You’re not alone.¬†Here are some of the key changes that Trump’s administration is making to loosen regulations on the gas, oil, and diesel industry.
1. Permitting drilling in environmentally sensitive areas
Trump’s administration plans to open paths to oil drilling in some areas where the Obama administration had prevented drilling because of environmental concerns.
This impact would not be felt in the short term. However, over the next five to seven years, this could significantly raise fuel production levels.
2. Getting rid of vehicle emissions standards
Trump has already started getting rid of the standards for vehicle carbon emissions.
After meeting with leaders of Detroit’s auto industry, he has put steps into motion to cut back on Obama’s standards for fuel emissions.
Automakers are pleased, and this is also a benefit to the fuel industry, as drivers will need to purchase more fuel for cars that don’t need to meet such strict efficiency rules.
3. Eliminating the Diesel Emission Reduction Act (DERA) program
The DERA currently funds replacing or upgrading diesel engines. However, with major cuts being made to the EPA’s budget, this is one of the programs that Trump is seeking to get rid of.
This means more vehicles will stay on the road with diesel engines that otherwise would have been replaced. According to the EPA, 73,000 vehicles, including buses, trucks, and heavy motorized equipment have been retrofitted under this act.
This is sure to impact the diesel industry with more vehicles consuming diesel staying on the road for years to come.
4. Advancing oil pipelines
Trump has signed executive orders to advance the Dakota Access Pipeline and the Keystone XL Pipeline. This, again, has the potential to increase oil production in the long term, but won’t have much short-term impact.
5. Slowing vehicle innovation
With more access to conventional fuel sources, lowered emissions standards, and diesel-burning vehicles staying on the road longer, there will be less incentive to find new fuel sources or to create vehicles with greater efficiency.
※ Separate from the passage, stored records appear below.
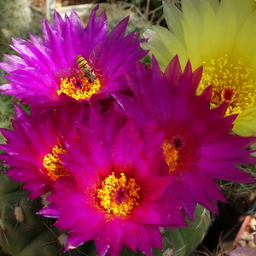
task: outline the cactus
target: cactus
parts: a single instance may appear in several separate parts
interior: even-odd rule
[[[93,241],[63,253],[67,232],[53,226],[54,218],[36,214],[43,207],[42,199],[28,200],[27,191],[20,189],[21,185],[0,175],[1,256],[97,255]],[[163,230],[163,249],[153,248],[154,255],[188,255],[202,239],[209,224],[208,212],[198,206],[195,222],[188,223],[186,229]],[[120,256],[128,255],[144,254],[125,247]]]
[[[3,168],[2,168],[3,169]],[[86,244],[63,253],[67,232],[52,224],[53,218],[37,215],[42,208],[42,199],[28,200],[22,183],[0,175],[0,255],[13,256],[81,256]],[[61,238],[64,237],[61,241]],[[92,256],[92,255],[91,255]]]

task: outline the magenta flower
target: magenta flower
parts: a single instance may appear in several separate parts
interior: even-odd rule
[[[58,177],[71,178],[58,155],[67,152],[65,135],[75,139],[76,134],[72,131],[76,124],[82,122],[86,108],[63,100],[60,100],[55,112],[42,112],[41,108],[32,107],[31,115],[15,106],[14,131],[1,129],[7,141],[0,145],[5,152],[0,154],[0,159],[11,166],[5,174],[26,183],[23,189],[29,190],[32,199],[50,191]],[[74,118],[76,122],[73,122]]]
[[[191,220],[197,203],[218,213],[217,201],[225,201],[214,179],[255,182],[236,167],[256,163],[245,149],[255,138],[229,134],[236,116],[224,118],[226,105],[209,109],[211,87],[195,94],[201,72],[200,67],[192,73],[189,62],[182,73],[175,57],[162,73],[153,58],[152,69],[137,66],[137,75],[127,76],[134,97],[114,96],[139,129],[154,119],[157,130],[165,131],[165,172],[175,178],[168,190]]]
[[[111,112],[92,111],[94,122],[80,127],[78,142],[67,143],[60,158],[75,181],[57,180],[51,203],[38,213],[58,218],[55,225],[70,230],[66,251],[94,240],[101,256],[117,256],[125,245],[152,256],[151,247],[162,246],[159,226],[186,226],[179,201],[162,200],[172,177],[152,175],[160,167],[163,132],[151,136],[148,125],[144,141],[131,119]],[[93,125],[101,136],[88,128]]]
[[[0,63],[10,81],[1,86],[2,93],[25,104],[52,107],[61,93],[89,102],[125,89],[121,77],[146,55],[139,46],[145,39],[135,32],[125,36],[128,17],[108,35],[106,15],[96,17],[97,9],[85,28],[75,11],[65,20],[55,12],[53,26],[43,19],[44,39],[33,34],[30,40],[14,38],[12,48],[21,57],[6,55],[9,61]]]

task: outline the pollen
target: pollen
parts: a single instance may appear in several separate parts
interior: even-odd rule
[[[89,99],[101,90],[98,79],[90,81],[87,77],[61,78],[58,95],[61,92],[79,100]]]
[[[178,143],[182,143],[182,141],[179,140]],[[170,142],[165,139],[161,146],[166,164],[169,166],[169,172],[174,171],[177,166],[179,148],[176,147],[176,144],[177,141],[172,140]],[[183,147],[183,145],[181,147]]]
[[[58,156],[58,154],[65,153],[66,150],[62,148],[61,146],[55,146],[51,153],[47,154],[43,159],[43,163],[45,167],[44,172],[46,172],[46,174],[53,181],[61,176],[69,176]]]
[[[204,62],[204,71],[198,93],[212,84],[212,107],[228,102],[226,115],[240,113],[255,105],[256,81],[253,70],[242,59],[231,61],[225,55],[218,60]],[[255,71],[254,71],[255,72]]]
[[[140,187],[134,178],[127,180],[124,173],[116,177],[112,172],[102,182],[102,187],[97,189],[99,207],[108,214],[126,216],[139,205]]]

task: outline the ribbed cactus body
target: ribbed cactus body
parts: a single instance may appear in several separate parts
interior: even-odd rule
[[[27,199],[21,183],[0,175],[0,256],[96,256],[94,242],[89,241],[69,252],[63,253],[67,232],[53,226],[54,218],[36,214],[42,208],[42,200]],[[163,249],[153,248],[154,255],[186,256],[202,240],[209,224],[209,213],[198,206],[195,222],[186,229],[162,230]],[[144,255],[124,247],[120,256]]]

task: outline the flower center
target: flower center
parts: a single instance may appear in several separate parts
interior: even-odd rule
[[[99,207],[109,214],[125,216],[138,206],[140,189],[134,178],[127,180],[124,173],[116,177],[112,172],[97,189]]]
[[[173,137],[171,142],[167,139],[164,140],[161,148],[163,148],[166,161],[169,166],[169,172],[176,169],[178,151],[185,145],[185,143],[180,135]]]
[[[66,68],[55,74],[61,78],[57,93],[63,92],[78,101],[89,99],[101,90],[100,80],[82,55],[77,55],[75,61],[77,69]]]
[[[63,166],[57,154],[65,154],[66,150],[61,146],[55,146],[51,153],[47,154],[44,159],[43,163],[46,170],[46,174],[49,177],[55,181],[61,176],[69,176],[67,171]]]
[[[98,79],[91,81],[87,77],[61,78],[60,88],[58,95],[63,92],[79,101],[89,99],[101,90],[101,84]]]
[[[218,60],[212,59],[210,63],[204,62],[203,65],[198,93],[212,84],[212,108],[224,102],[229,102],[226,115],[230,115],[254,105],[256,81],[251,78],[253,70],[247,67],[241,59],[229,61],[225,55]]]

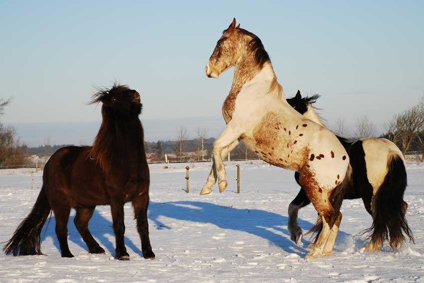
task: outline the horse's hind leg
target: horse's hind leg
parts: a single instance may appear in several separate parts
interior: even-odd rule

Instead, automakers will be able to use the same technology that’s already in place to make new vehicles, which can more easily meet the relaxed standards under the Trump administration.
That said, developments in other countries may give vehicle manufacturers a serious incentive to innovate. Britain and France, for instance, will ban the sale of petrol and diesel cars and vans from 2040.
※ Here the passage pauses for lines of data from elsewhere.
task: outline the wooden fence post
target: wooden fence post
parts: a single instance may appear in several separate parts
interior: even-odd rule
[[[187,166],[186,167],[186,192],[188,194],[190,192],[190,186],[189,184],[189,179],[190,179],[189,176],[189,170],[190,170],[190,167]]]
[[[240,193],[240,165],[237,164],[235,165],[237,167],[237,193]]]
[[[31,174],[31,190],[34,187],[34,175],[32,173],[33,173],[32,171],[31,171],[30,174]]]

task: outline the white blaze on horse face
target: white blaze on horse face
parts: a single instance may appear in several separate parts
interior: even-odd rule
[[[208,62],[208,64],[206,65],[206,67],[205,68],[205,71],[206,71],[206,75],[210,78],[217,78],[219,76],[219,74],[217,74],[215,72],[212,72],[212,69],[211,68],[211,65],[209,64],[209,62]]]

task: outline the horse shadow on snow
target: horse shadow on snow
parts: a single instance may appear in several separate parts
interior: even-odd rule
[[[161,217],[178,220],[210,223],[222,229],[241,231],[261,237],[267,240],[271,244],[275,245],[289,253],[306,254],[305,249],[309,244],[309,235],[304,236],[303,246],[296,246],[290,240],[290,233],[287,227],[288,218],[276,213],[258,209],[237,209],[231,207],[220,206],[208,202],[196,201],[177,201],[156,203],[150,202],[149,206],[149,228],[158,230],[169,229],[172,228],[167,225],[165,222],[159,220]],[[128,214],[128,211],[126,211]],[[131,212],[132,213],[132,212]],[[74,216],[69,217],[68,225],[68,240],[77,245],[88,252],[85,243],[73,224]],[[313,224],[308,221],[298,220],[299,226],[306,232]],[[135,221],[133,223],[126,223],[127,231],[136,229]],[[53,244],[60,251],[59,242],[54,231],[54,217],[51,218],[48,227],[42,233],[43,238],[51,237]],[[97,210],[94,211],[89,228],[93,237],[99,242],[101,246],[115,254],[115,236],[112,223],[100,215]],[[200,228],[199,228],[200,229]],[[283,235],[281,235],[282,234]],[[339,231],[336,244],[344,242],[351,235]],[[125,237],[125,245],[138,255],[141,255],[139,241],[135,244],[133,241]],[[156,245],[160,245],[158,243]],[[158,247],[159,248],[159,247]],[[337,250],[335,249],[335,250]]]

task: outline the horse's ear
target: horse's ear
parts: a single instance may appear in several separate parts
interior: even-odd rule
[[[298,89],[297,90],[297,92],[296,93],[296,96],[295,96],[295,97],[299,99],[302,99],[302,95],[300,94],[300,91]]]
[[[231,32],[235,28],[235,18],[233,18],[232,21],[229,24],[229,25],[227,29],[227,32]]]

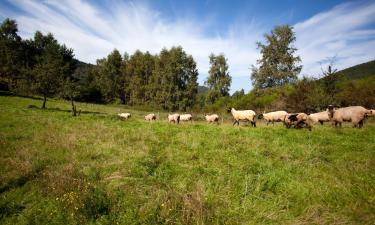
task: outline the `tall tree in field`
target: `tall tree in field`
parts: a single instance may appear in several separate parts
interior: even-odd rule
[[[255,88],[282,86],[297,81],[301,72],[301,59],[295,56],[297,48],[293,27],[277,26],[270,34],[264,35],[266,43],[258,42],[262,58],[257,60],[259,67],[253,66],[251,80]]]
[[[215,102],[218,98],[229,96],[232,78],[228,72],[228,63],[224,54],[210,55],[210,70],[205,84],[208,86],[206,101]]]
[[[122,56],[115,49],[107,58],[98,59],[96,62],[98,83],[106,102],[112,102],[117,97],[122,74]]]
[[[155,62],[151,88],[156,104],[167,110],[191,108],[198,92],[198,71],[181,47],[163,49]]]
[[[5,19],[0,26],[0,84],[8,87],[21,71],[21,37],[17,32],[14,20]]]
[[[151,100],[150,80],[155,67],[155,58],[149,52],[137,50],[127,63],[130,104],[145,104]]]
[[[33,69],[34,88],[43,95],[42,108],[45,108],[47,97],[59,93],[64,80],[74,70],[74,55],[72,49],[59,45],[51,33],[44,36],[36,32],[34,45],[37,52]]]

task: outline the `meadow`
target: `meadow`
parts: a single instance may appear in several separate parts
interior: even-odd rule
[[[375,122],[145,122],[0,96],[0,224],[373,224]],[[36,107],[37,106],[37,107]],[[119,112],[132,118],[119,120]],[[226,115],[229,118],[229,115]]]

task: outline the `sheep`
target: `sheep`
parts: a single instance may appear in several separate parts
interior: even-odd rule
[[[180,121],[193,122],[193,116],[191,114],[182,114],[182,115],[180,115]]]
[[[215,123],[216,122],[217,124],[219,124],[220,117],[217,114],[205,115],[204,117],[206,118],[206,121],[208,123]]]
[[[373,115],[372,110],[368,110],[362,106],[349,106],[339,109],[329,106],[328,110],[332,125],[335,127],[337,127],[337,125],[341,127],[342,122],[351,122],[354,127],[361,128],[363,126],[363,120],[367,116]]]
[[[263,117],[265,121],[267,121],[267,126],[271,122],[272,125],[275,124],[275,122],[282,122],[285,119],[285,116],[288,113],[285,111],[276,111],[276,112],[269,112],[269,113],[263,113],[259,116],[259,118]]]
[[[117,114],[121,119],[129,119],[131,117],[131,114],[130,113],[119,113]]]
[[[294,124],[294,128],[302,128],[305,125],[311,131],[311,121],[306,113],[291,113],[287,115],[284,123],[287,128],[290,128]]]
[[[237,123],[240,125],[240,120],[250,121],[253,127],[256,127],[255,116],[256,113],[253,110],[236,110],[235,108],[228,109],[228,112],[232,113],[234,118],[233,126]]]
[[[323,125],[324,122],[330,121],[329,119],[329,112],[328,110],[323,111],[323,112],[318,112],[318,113],[313,113],[308,116],[308,121],[310,122],[311,125],[320,123]]]
[[[154,113],[150,113],[150,114],[148,114],[148,115],[145,116],[145,120],[146,121],[156,120],[156,115]]]
[[[169,114],[168,115],[168,121],[179,124],[180,123],[180,114],[178,114],[178,113]]]

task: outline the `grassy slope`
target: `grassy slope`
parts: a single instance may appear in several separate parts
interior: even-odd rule
[[[0,96],[0,224],[375,221],[374,123],[176,126],[28,108],[40,104]]]
[[[358,64],[337,72],[349,79],[362,79],[375,75],[375,60]]]

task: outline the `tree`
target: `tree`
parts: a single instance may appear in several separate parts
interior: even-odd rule
[[[44,36],[37,31],[34,37],[37,52],[33,68],[34,90],[43,95],[42,108],[46,107],[47,97],[61,91],[63,82],[74,70],[73,50],[60,45],[51,33]]]
[[[168,110],[191,108],[198,92],[198,70],[182,47],[163,49],[155,62],[151,90],[155,103]]]
[[[227,59],[224,54],[215,56],[211,54],[210,70],[208,71],[208,78],[205,84],[208,86],[206,101],[209,103],[215,102],[218,98],[229,96],[229,87],[232,78],[228,72]]]
[[[262,54],[257,60],[259,68],[252,66],[251,80],[257,89],[282,86],[297,81],[301,72],[301,59],[295,56],[297,48],[293,27],[289,25],[276,26],[270,34],[264,35],[266,43],[257,42]]]
[[[242,89],[239,90],[239,91],[235,91],[235,92],[233,93],[232,97],[235,98],[235,99],[239,99],[239,98],[241,98],[241,97],[244,96],[244,95],[245,95],[245,90],[242,88]]]
[[[112,102],[118,96],[122,75],[122,56],[114,49],[107,58],[96,61],[98,84],[105,102]]]
[[[327,69],[322,70],[322,78],[320,83],[326,95],[325,102],[327,105],[336,104],[335,95],[339,92],[338,84],[343,79],[342,75],[336,73],[337,69],[334,69],[336,62],[336,56],[327,57],[326,60],[320,62],[320,64],[327,62]]]
[[[5,19],[0,26],[0,84],[11,88],[21,73],[21,37],[15,20]]]
[[[137,50],[127,62],[128,87],[130,104],[145,104],[152,99],[150,93],[151,76],[155,67],[155,57],[149,52]]]

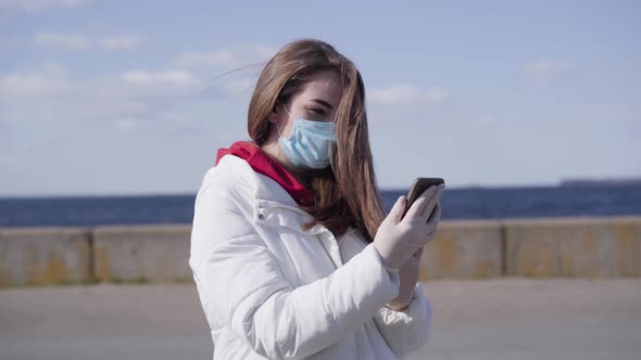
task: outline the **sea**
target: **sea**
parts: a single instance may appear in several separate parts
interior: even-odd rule
[[[385,211],[407,190],[381,191]],[[196,194],[0,197],[0,227],[189,224]],[[445,189],[442,220],[641,215],[641,183]]]

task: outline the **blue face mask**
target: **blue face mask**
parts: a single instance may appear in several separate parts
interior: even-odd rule
[[[289,112],[282,106],[287,114]],[[293,117],[292,117],[293,118]],[[282,138],[278,124],[278,143],[289,162],[299,168],[324,169],[330,165],[329,146],[336,145],[336,124],[297,117],[289,139]]]

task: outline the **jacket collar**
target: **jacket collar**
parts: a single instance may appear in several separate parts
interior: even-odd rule
[[[310,191],[291,175],[282,165],[265,154],[257,145],[247,141],[237,141],[229,149],[218,149],[216,164],[227,154],[244,159],[251,168],[276,181],[299,205],[311,205],[314,202]]]
[[[302,224],[312,222],[314,218],[300,208],[293,197],[274,179],[256,172],[247,160],[234,156],[223,155],[216,167],[222,171],[234,175],[239,183],[249,184],[253,195],[254,220],[291,228],[303,232]],[[241,180],[242,179],[242,180]],[[324,226],[316,224],[306,233],[328,231]]]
For American-manufactured vehicles to sell in these markets after the ban comes into force, they will have to be fully electric. In a nutshell, regardless of Trump’s policies that seem to slow down vehicle innovation, external forces will force manufacturers to keep innovating to remain competitive globally.
6. Increasing power of the Diesel industry
Under Trump, the fuel and gas industry has more sway in the White House. Fossil fuels are back in the spotlight.
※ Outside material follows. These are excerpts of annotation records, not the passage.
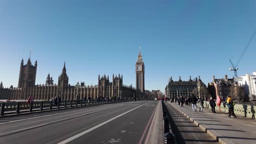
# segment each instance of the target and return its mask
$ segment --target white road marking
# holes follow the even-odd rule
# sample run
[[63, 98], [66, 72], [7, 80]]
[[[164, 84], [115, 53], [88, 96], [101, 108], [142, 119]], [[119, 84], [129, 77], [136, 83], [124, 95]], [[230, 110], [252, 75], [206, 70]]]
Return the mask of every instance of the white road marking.
[[113, 121], [113, 120], [114, 120], [114, 119], [117, 119], [117, 118], [119, 118], [119, 117], [121, 117], [121, 116], [123, 116], [123, 115], [125, 115], [126, 113], [127, 113], [128, 112], [131, 112], [131, 111], [133, 111], [134, 110], [136, 110], [136, 109], [138, 109], [138, 108], [139, 108], [139, 107], [141, 107], [141, 106], [142, 106], [143, 105], [146, 105], [146, 104], [148, 104], [149, 103], [151, 103], [151, 102], [148, 102], [147, 103], [146, 103], [144, 104], [143, 104], [142, 105], [139, 106], [137, 106], [137, 107], [135, 107], [134, 109], [131, 109], [131, 110], [130, 110], [129, 111], [126, 111], [126, 112], [124, 112], [124, 113], [123, 113], [122, 114], [120, 114], [120, 115], [118, 115], [117, 116], [115, 116], [115, 117], [114, 117], [113, 118], [110, 118], [110, 119], [108, 119], [108, 120], [107, 120], [107, 121], [105, 121], [105, 122], [103, 122], [102, 123], [100, 123], [100, 124], [98, 124], [97, 125], [94, 126], [92, 128], [90, 128], [90, 129], [88, 129], [88, 130], [86, 130], [85, 131], [83, 131], [83, 132], [82, 132], [82, 133], [79, 133], [78, 134], [74, 135], [73, 136], [72, 136], [72, 137], [71, 137], [63, 141], [60, 142], [57, 144], [65, 144], [65, 143], [67, 143], [68, 142], [69, 142], [71, 141], [73, 141], [74, 139], [77, 139], [77, 138], [78, 138], [78, 137], [80, 137], [80, 136], [83, 136], [83, 135], [85, 135], [85, 134], [87, 134], [87, 133], [89, 133], [89, 132], [90, 132], [90, 131], [92, 131], [92, 130], [95, 130], [95, 129], [97, 129], [97, 128], [99, 128], [99, 127], [101, 127], [102, 125], [103, 125], [104, 124], [107, 124], [107, 123], [109, 123], [109, 122], [111, 122], [111, 121]]
[[94, 111], [94, 112], [91, 112], [85, 113], [84, 115], [79, 115], [79, 116], [77, 116], [77, 117], [68, 118], [66, 118], [66, 119], [62, 119], [62, 120], [60, 120], [60, 121], [55, 121], [55, 122], [51, 122], [51, 123], [44, 123], [44, 124], [36, 125], [36, 126], [33, 126], [33, 127], [28, 127], [28, 128], [24, 128], [24, 129], [20, 129], [20, 130], [15, 130], [15, 131], [11, 131], [10, 133], [1, 134], [1, 135], [0, 135], [0, 136], [5, 136], [5, 135], [11, 135], [11, 134], [15, 134], [15, 133], [19, 133], [19, 132], [21, 132], [21, 131], [23, 131], [28, 130], [32, 129], [34, 129], [34, 128], [37, 128], [42, 127], [45, 126], [45, 125], [47, 125], [54, 124], [54, 123], [59, 123], [59, 122], [63, 122], [63, 121], [67, 121], [67, 120], [69, 120], [69, 119], [76, 118], [78, 118], [78, 117], [82, 117], [82, 116], [84, 116], [89, 115], [90, 115], [90, 114], [97, 113], [98, 112], [101, 112], [101, 111], [105, 111], [105, 110], [109, 110], [109, 109], [117, 108], [117, 107], [118, 107], [119, 106], [114, 106], [114, 107], [110, 107], [110, 108], [108, 108], [108, 109], [103, 109], [103, 110], [98, 110], [98, 111]]
[[[119, 105], [121, 105], [121, 104], [119, 104]], [[114, 105], [114, 106], [117, 106], [117, 105]], [[96, 108], [97, 108], [97, 107], [103, 107], [103, 106], [104, 106], [103, 105], [103, 106], [97, 106]], [[108, 106], [108, 107], [109, 107], [109, 106]], [[10, 121], [10, 122], [7, 122], [0, 123], [0, 124], [5, 124], [5, 123], [13, 123], [13, 122], [19, 122], [19, 121], [25, 121], [25, 120], [27, 120], [27, 119], [35, 119], [35, 118], [41, 118], [41, 117], [49, 117], [49, 116], [54, 116], [54, 115], [60, 115], [60, 114], [63, 114], [63, 113], [70, 113], [70, 112], [72, 112], [79, 111], [83, 111], [83, 110], [90, 110], [90, 109], [95, 109], [95, 107], [91, 107], [91, 108], [88, 108], [88, 109], [83, 109], [79, 110], [72, 111], [68, 111], [68, 112], [64, 112], [57, 113], [51, 114], [51, 115], [45, 115], [45, 116], [43, 116], [31, 117], [31, 118], [25, 118], [25, 119], [19, 119], [19, 120], [13, 121]]]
The Trump administration is likely to work closely with oil and gas companies for the foreseeable future, as the administration and the industry have similar goals. The fuel industry stands to benefit from Trump’s rolling back of the stricter Obama regulations on drilling and emissions.
The diesel industry will feel the greatest impacts from the Trump administration years down the line.
Most of these changes will have long-term impacts that can’t be fully measured yet. But we do know that fuel production is likely to increase due to opening up previously closed oil sources.
More diesel vehicles on the road, as well as cars having lowered fuel emissions standards, means more consumers purchasing fuel. In short, fossil fuels are increasingly important, and oil, gas, and auto companies have much more power and flexibility under these new regulations.